Despite the market's first reaction, Citi Futures Perspective analyst Tim Evans called the report "supportive," noting that it could be a precursor of things to come. "The 3 Bcf build was at the lower end of the expected range as well as below the 19 Bcf five-year average gain for the date," he said. "It may also imply a supportive shift in the background fundamentals -- reduced pipeline supply from Canada, for example. We may be seeing a 'sell the news' reaction, but this was a bullish report."
Ahead of the news, industry estimates were all over the board, with some expecting a build as high as 30 Bcf, while others were expecting a single-digit withdrawal. Evans was on the record with a 16 Bcf build estimate, while a Reuters survey of 28 industry traders and analysts produced a wide range of expectations that spanned from a build of 28 Bcf to a withdrawal of 5 Bcf, with an average expectation of an 8 Bcf build. Bentek Energy projected a 3 Bcf withdrawal.
In addition to being smaller than the five-year average, the actual 3 Bcf addition was also much smaller than last year's date-adjusted 21 Bcf build for the week.
Stocks are now 13 Bcf higher than last year at this time and 327 Bcf above the five-year average of 3,516 Bcf. For the week the East and West regions withdrew 8 Bcf and 2 Bcf, respectively, while the Producing Region injected 13 Bcf.
"I think we spiked on Wednesday when the six-to 10-day forecasts came out calling for most of the East Coast to experience significantly below-average temperatures. Why nobody wanted to hold on to it and we sold off Thursday morning, I don't know," said a Washington, DC-based broker. "We did have a fairly wide range in the industry's storage report expectations, but I wouldn't clarify a 3 Bcf addition as bearish.
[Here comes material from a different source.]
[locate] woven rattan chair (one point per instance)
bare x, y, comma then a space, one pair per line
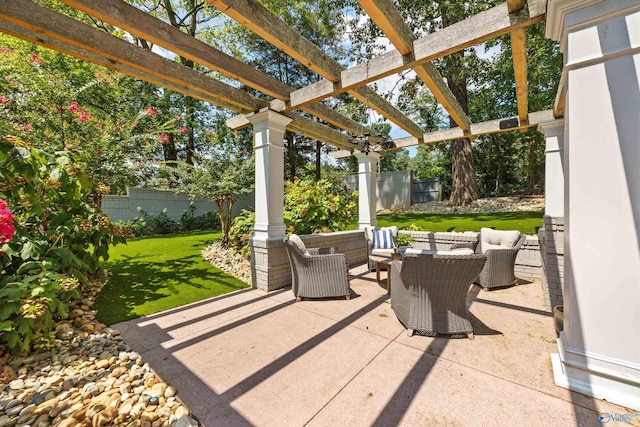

After we sank lower, the really interesting thing was the recovery at the end of the session to finish virtually unchanged.
"Basically, we weathered -- no pun intended -- an inventory number, and some of the other markets are up, so maybe gas will hold," he told NGI. "The longer we base here, the less likely it is to collapse back down to $3.250. Sooner or later the real cold will show up and we'll start burning some gas. At that point the market will be looking to higher prices."
The broker noted that futures are currently within a "comfort zone" from $3.500 to $4.500, but he expects when the pendulum moves, it will move to higher prices. "I think something will pop us out of the range to the upside," he said. "I'm not sure whether it will be weather or something else. Make no mistake, I'm not a raging bull here. I'm not saying we are going to get back up to $8-9, but with winter right in front of us, the bias has to be to the upside here."